Acadia National Park is expecting another busy holiday weekend, even though visitation has dipped slightly this year.

Visitation is down about 4% so far this year compared to last year, when a record-breaking 4 million people came to the park, Superintendent Kevin Schneider said.

July saw about a 1% bump in park visitation compared to the same time last year. July, August and September are the busiest months of the year for the park, Schneider said.

"We may sort of make up that ground here," he said. "But even if we don't, even if we stay down 2 to 4% for the year, it's still going to be the second busiest year in the park's history."

Labor Day weekend is always one of the busiest for park staff and Schneider expects it will be no different this year.

"We would really encourage people to pack your patience," he said. "Expect a little bit of congestion. Expect limited parking. Have a plan, and have a backup plan as well."

Some staff will be working overtime to handle the holiday rush. The park could only bring on 116 seasonal employees this year, partly due to a regional housing shortage. Schneider said he wanted to hire 30 to 50 more.

To alleviate congestion, park officials are encouraging those planning to visit to use the Island Explorer bus network to avoid crowded parking lots.

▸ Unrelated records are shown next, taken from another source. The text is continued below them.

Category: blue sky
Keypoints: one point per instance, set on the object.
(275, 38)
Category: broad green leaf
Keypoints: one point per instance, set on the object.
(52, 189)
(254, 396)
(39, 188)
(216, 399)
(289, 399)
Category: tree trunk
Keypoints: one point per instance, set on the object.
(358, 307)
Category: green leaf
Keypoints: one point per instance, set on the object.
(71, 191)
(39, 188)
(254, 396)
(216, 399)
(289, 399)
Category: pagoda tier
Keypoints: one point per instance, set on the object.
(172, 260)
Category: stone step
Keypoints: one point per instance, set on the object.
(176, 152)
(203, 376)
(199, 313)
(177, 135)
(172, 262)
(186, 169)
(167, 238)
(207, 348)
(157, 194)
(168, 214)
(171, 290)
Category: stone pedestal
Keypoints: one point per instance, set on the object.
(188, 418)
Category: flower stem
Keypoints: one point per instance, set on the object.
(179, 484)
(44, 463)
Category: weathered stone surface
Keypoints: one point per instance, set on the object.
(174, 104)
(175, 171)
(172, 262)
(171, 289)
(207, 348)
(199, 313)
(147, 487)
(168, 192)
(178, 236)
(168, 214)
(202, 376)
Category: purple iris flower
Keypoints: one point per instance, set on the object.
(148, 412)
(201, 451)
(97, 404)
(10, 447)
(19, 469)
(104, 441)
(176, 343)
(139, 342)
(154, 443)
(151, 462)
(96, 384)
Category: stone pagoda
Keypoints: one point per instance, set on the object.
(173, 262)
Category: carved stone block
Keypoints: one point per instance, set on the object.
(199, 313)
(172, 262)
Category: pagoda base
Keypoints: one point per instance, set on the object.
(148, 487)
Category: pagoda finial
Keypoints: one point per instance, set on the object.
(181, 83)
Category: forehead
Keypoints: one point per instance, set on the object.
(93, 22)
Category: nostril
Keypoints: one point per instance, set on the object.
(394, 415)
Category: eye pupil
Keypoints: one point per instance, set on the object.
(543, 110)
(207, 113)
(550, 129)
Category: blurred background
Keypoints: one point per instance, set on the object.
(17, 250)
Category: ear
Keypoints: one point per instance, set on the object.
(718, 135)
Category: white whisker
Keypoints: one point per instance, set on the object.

The Island Explorer bus system, which is run by an entity separate from Acadia National Park, is running at near-normal levels for the first time since 2019, before the pandemic reduced or canceled service altogether.

Schneider said the Island Explorer will run through Indigenous People's Day in October. Due to driver shortages, some bus routes have moved to a fall schedule earlier in the summer than usual.

According to National Park Service data, bus ridership is down 37% so far this year compared to 2019, the last year since the pandemic that the Island Explorer was running at full capacity.